The Bank Directors have, I fear, too much influence to give us any hope of outvoting them in a general Court. They would however be very much discomposed by repeated attacks, particularly as reason and justice are so evidently against them. I wish some of the independent proprietors would try the question in a court of justice, for to my plain understanding the law also is against the directors. I wish you would fight side by side with me, and would infuse a little of your energy into some of the proprietors who think correctly; but are lukewarm from natural timidity. Mr. Bouverie is not a good speaker—he makes but little impression on his hearers from want of animation and warmth.

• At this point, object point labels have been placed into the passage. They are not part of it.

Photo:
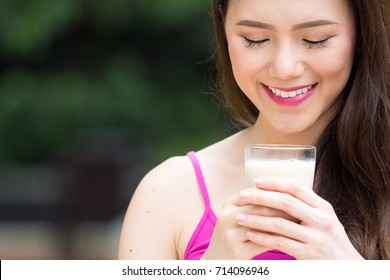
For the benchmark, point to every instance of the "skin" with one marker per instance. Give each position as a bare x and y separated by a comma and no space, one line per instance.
277,213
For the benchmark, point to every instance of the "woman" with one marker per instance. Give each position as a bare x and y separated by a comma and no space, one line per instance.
295,72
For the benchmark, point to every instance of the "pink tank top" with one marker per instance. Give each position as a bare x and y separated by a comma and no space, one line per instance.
201,237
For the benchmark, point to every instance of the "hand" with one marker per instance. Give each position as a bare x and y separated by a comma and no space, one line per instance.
318,234
230,240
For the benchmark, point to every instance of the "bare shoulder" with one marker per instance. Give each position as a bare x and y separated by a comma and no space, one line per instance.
155,214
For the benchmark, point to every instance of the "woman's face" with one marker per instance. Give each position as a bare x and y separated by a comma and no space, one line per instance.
292,58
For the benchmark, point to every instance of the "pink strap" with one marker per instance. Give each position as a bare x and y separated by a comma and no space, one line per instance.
199,177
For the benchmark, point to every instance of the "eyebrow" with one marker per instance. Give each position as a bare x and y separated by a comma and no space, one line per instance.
262,25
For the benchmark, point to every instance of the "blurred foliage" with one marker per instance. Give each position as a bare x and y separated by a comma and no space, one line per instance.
71,65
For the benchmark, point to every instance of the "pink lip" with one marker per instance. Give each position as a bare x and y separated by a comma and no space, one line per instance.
291,101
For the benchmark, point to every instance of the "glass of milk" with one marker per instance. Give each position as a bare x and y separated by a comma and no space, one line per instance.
285,161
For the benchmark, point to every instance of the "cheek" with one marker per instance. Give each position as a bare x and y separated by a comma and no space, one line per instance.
246,64
337,65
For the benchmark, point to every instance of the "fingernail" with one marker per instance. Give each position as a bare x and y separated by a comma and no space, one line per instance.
251,234
259,182
241,217
245,194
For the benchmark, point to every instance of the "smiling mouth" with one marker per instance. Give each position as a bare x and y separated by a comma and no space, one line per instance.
290,94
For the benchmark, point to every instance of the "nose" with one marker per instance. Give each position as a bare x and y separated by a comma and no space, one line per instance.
286,63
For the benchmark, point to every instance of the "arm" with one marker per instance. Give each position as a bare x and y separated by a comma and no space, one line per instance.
149,224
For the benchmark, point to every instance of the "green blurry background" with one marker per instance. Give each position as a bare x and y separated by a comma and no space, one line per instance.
94,93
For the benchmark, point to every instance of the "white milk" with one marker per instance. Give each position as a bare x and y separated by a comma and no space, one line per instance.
302,170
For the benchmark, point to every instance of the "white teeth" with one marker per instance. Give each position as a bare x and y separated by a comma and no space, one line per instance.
287,94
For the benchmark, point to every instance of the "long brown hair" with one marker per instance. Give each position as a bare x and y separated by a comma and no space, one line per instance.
353,165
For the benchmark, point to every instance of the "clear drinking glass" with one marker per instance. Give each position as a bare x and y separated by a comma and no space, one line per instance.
285,161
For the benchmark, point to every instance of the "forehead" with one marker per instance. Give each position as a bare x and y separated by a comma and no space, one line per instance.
290,11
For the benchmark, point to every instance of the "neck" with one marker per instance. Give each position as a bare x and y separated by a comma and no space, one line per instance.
261,132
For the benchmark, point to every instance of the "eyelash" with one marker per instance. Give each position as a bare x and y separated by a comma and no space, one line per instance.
311,44
251,43
317,44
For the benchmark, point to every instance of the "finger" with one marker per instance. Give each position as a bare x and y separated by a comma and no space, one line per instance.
275,225
286,203
276,242
292,187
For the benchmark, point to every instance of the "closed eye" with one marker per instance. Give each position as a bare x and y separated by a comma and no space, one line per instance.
253,43
317,44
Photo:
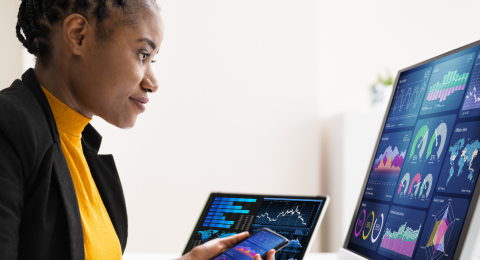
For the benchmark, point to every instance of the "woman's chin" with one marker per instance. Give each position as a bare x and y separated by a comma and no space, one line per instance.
123,123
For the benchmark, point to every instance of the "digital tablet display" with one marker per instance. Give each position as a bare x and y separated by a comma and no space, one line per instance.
424,173
295,218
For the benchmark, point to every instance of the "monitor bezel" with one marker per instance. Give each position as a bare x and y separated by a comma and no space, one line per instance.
475,197
315,226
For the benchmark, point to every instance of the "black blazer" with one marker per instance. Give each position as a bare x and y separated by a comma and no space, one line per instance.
39,212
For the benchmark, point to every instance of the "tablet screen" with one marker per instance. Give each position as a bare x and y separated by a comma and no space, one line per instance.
295,218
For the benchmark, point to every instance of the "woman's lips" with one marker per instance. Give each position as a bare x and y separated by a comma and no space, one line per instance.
139,102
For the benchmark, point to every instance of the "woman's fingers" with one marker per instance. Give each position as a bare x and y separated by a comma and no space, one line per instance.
231,241
271,255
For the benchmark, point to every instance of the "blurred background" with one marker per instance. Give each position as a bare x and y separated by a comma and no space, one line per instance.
275,97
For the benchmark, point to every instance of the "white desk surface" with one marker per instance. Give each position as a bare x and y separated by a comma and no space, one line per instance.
170,256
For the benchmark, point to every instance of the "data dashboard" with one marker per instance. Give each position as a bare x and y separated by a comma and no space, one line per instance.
293,217
424,171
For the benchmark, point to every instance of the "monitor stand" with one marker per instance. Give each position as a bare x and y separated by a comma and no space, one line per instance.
344,254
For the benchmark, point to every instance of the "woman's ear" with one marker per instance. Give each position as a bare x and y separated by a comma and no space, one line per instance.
75,29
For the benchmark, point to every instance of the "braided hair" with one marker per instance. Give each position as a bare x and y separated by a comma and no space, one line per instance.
36,18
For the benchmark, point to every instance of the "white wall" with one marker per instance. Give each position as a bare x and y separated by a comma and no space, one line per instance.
10,47
236,112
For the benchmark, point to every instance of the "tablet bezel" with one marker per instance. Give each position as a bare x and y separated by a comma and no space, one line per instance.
315,226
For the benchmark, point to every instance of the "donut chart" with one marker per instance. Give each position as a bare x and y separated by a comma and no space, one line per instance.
370,222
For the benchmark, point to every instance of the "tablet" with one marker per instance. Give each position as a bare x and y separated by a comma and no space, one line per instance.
420,191
294,217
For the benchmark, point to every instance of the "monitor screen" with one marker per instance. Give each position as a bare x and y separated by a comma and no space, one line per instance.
295,218
423,176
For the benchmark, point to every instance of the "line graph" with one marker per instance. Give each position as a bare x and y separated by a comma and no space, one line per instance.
289,212
286,213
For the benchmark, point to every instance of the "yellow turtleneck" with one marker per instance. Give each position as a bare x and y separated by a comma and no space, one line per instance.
101,241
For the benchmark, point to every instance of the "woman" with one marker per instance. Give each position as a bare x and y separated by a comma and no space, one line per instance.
59,199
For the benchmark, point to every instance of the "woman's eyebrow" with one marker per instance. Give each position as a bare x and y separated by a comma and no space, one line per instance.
150,42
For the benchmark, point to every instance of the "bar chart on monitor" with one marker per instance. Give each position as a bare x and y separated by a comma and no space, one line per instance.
447,84
408,99
471,104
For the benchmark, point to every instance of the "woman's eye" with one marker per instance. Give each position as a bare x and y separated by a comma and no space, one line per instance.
143,56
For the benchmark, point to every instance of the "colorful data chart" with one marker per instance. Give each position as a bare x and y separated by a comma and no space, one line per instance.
388,163
401,233
471,102
370,222
223,211
442,228
460,171
447,84
430,139
408,99
415,185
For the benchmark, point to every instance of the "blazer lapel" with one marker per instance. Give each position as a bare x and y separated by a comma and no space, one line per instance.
105,175
60,167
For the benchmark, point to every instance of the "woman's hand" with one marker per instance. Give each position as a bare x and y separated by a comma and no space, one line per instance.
217,246
270,255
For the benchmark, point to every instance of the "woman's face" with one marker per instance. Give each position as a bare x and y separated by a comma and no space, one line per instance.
112,80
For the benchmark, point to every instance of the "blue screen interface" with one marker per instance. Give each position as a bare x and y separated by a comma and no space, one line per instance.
426,164
226,215
259,243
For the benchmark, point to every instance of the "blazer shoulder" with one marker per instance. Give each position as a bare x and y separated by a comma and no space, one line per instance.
23,123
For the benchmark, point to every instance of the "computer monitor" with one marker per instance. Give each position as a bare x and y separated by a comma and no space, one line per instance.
420,193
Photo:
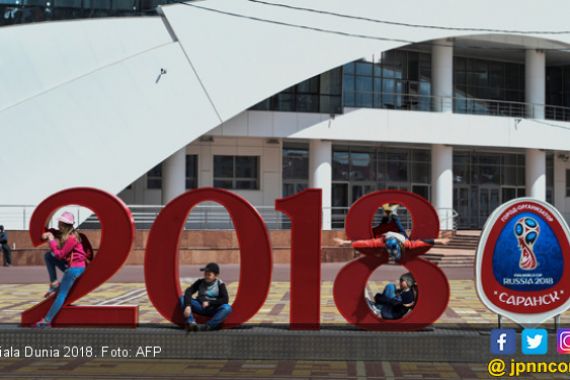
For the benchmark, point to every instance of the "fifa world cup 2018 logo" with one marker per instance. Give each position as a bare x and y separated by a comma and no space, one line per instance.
526,232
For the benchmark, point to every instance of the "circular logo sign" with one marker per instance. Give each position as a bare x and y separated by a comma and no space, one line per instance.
523,263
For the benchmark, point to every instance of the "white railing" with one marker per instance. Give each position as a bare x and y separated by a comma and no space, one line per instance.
202,217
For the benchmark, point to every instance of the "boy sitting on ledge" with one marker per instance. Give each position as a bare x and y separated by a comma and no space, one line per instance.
212,300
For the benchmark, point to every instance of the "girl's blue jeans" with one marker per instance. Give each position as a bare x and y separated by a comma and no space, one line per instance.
69,278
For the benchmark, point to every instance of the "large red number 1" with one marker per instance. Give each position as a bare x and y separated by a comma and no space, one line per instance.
117,232
304,209
161,257
349,285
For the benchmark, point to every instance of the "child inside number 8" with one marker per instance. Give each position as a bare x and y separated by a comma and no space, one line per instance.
67,254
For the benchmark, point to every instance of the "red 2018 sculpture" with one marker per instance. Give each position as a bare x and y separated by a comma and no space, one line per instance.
304,211
349,285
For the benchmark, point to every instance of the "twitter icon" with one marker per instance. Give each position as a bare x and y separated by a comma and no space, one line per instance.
534,342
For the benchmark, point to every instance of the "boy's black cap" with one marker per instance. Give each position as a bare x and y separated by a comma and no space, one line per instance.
211,267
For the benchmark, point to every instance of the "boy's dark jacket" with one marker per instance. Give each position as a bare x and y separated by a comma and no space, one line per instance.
222,298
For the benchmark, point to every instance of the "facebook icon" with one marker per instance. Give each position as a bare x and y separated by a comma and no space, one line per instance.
503,342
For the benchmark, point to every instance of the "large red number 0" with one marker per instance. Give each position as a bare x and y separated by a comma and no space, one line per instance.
349,285
117,232
161,257
304,209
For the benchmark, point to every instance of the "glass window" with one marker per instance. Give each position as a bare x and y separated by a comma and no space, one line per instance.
421,172
223,166
340,165
362,166
295,163
154,177
191,171
236,172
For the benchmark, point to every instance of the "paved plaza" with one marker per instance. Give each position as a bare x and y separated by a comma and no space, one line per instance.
22,287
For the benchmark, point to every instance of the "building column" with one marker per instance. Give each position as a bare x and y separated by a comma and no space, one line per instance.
535,174
442,75
535,83
174,176
442,184
320,175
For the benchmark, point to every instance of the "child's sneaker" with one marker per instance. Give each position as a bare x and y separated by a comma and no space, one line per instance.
43,324
376,309
191,326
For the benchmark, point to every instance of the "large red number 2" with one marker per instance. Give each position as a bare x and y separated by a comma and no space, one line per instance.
161,257
349,285
304,209
117,232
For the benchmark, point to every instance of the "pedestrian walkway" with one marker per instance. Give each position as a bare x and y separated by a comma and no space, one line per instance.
464,306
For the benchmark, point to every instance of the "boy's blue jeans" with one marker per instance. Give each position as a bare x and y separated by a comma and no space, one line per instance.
218,314
69,278
387,295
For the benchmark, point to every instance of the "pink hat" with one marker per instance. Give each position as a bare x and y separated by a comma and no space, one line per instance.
67,218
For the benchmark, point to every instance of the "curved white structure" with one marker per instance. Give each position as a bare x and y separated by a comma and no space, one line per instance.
83,103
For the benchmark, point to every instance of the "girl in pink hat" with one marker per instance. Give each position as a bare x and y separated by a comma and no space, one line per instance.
68,255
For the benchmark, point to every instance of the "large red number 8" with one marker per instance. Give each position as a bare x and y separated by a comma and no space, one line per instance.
349,285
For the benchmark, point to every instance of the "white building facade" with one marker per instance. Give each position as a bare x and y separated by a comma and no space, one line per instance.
468,113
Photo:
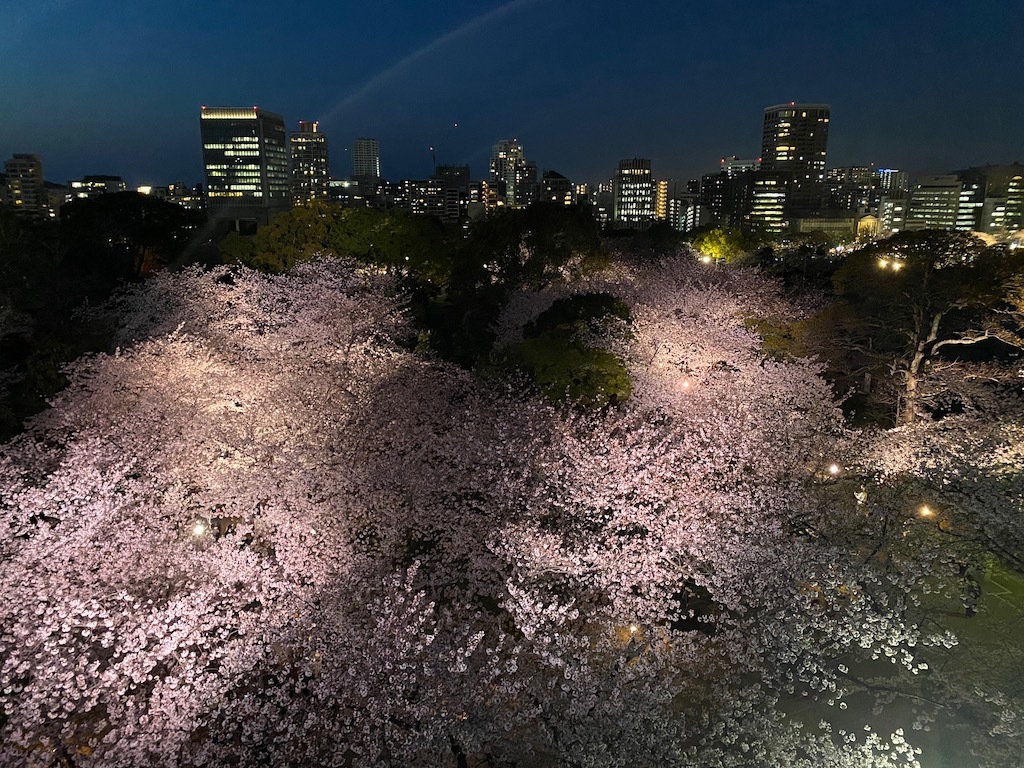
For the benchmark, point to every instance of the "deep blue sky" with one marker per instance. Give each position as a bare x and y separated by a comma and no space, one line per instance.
115,86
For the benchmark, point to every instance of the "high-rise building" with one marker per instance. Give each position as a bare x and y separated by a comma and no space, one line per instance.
556,187
310,168
24,188
94,185
634,194
935,203
662,188
245,156
511,174
851,187
794,141
734,165
367,162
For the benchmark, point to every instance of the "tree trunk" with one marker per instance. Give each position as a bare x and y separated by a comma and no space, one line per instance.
922,354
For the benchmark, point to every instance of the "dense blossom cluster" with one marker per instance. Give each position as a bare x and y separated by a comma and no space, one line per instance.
262,534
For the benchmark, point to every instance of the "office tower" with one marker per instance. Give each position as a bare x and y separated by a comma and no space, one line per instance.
767,202
892,182
310,170
935,203
662,200
634,194
367,163
94,185
794,141
455,181
512,175
556,188
24,188
246,161
851,187
733,165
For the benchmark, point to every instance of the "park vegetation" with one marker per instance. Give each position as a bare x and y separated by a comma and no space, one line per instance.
375,493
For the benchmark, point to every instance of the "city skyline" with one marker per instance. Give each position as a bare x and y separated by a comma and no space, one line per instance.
581,85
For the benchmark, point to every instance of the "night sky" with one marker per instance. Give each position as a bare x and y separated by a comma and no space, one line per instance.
115,86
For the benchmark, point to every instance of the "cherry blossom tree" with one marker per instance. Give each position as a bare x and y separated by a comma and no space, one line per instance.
263,532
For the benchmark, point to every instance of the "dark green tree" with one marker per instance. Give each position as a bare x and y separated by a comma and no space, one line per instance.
725,244
909,306
125,236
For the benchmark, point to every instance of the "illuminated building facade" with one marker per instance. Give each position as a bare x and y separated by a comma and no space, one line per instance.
768,202
794,141
245,156
511,174
634,195
935,203
310,169
24,187
367,163
92,186
556,188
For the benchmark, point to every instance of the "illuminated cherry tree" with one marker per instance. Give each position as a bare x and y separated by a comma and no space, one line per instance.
262,532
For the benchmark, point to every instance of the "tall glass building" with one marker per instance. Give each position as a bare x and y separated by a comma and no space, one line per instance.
245,155
634,190
310,166
794,141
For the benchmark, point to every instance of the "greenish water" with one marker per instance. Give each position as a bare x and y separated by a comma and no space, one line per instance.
987,662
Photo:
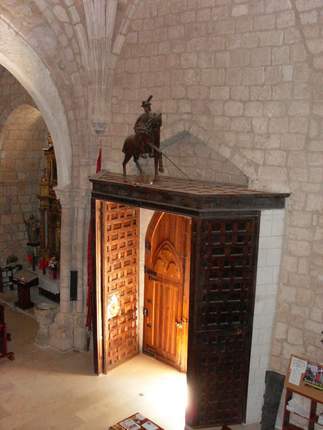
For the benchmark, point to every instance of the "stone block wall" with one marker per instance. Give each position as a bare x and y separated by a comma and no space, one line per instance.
244,77
22,135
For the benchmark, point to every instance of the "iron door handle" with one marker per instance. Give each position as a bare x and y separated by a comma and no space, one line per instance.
179,324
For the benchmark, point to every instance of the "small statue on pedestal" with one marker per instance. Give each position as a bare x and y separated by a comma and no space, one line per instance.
146,140
33,230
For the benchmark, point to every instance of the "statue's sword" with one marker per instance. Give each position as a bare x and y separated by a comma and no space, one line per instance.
167,158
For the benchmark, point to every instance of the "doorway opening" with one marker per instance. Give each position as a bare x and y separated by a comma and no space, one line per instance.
166,296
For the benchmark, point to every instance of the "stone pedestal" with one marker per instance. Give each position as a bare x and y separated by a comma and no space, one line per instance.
68,332
45,314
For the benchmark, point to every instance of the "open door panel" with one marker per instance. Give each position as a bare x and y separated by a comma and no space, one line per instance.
119,283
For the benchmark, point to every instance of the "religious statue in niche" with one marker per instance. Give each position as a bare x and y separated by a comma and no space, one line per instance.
33,230
146,140
50,214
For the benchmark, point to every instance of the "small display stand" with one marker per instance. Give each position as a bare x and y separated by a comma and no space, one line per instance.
136,422
306,379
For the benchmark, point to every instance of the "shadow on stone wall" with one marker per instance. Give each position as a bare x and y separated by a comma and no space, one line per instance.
199,161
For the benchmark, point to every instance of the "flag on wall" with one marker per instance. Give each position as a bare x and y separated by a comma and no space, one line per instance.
90,257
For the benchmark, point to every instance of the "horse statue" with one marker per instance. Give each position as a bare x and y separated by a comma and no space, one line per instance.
146,140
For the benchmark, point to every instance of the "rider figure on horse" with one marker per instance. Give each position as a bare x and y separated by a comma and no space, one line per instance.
144,129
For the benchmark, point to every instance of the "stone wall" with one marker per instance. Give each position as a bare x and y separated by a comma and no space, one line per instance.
245,78
22,135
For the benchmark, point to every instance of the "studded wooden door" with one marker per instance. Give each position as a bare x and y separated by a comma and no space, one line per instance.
223,275
119,283
167,289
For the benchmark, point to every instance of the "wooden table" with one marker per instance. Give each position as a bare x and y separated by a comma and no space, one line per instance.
24,281
140,423
313,394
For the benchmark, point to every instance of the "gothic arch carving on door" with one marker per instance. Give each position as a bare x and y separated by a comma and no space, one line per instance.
167,289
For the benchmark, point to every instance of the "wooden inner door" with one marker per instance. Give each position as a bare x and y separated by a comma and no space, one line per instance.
224,255
166,299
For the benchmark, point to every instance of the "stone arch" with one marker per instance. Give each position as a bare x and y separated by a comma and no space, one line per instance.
26,66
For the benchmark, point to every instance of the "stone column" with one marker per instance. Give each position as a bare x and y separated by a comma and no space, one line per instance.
81,228
61,332
65,197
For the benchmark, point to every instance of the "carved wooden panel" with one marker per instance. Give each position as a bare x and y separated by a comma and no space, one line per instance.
222,303
119,283
167,289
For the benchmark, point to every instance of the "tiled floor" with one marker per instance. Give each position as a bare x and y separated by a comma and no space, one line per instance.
47,390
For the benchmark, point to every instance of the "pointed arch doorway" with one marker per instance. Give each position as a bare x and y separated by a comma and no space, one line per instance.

My pamphlet will be out on monday. I have directed Mr. Murray to send you a copy immediately after it is published.
You ask my opinion of the saving Banks. I think them excellent institutions and calculated to improve the condition and morals of the poor, provided they are properly managed. My fear is that though they will at first be established by gentlemen of great respectability and fortune,—as they spread, they will at last be undertaken by speculative tradesmen, as a business from which to derive profit. The poor should have some check on the employment of the funds, or the same evils will arise as from the indefinite multiplication of country Banks.
This check should be afforded by the legislature, or there will be no security against the failure of the undertakers. The poor have no means of discovering the wealth and respectability of the parties who open these Banks.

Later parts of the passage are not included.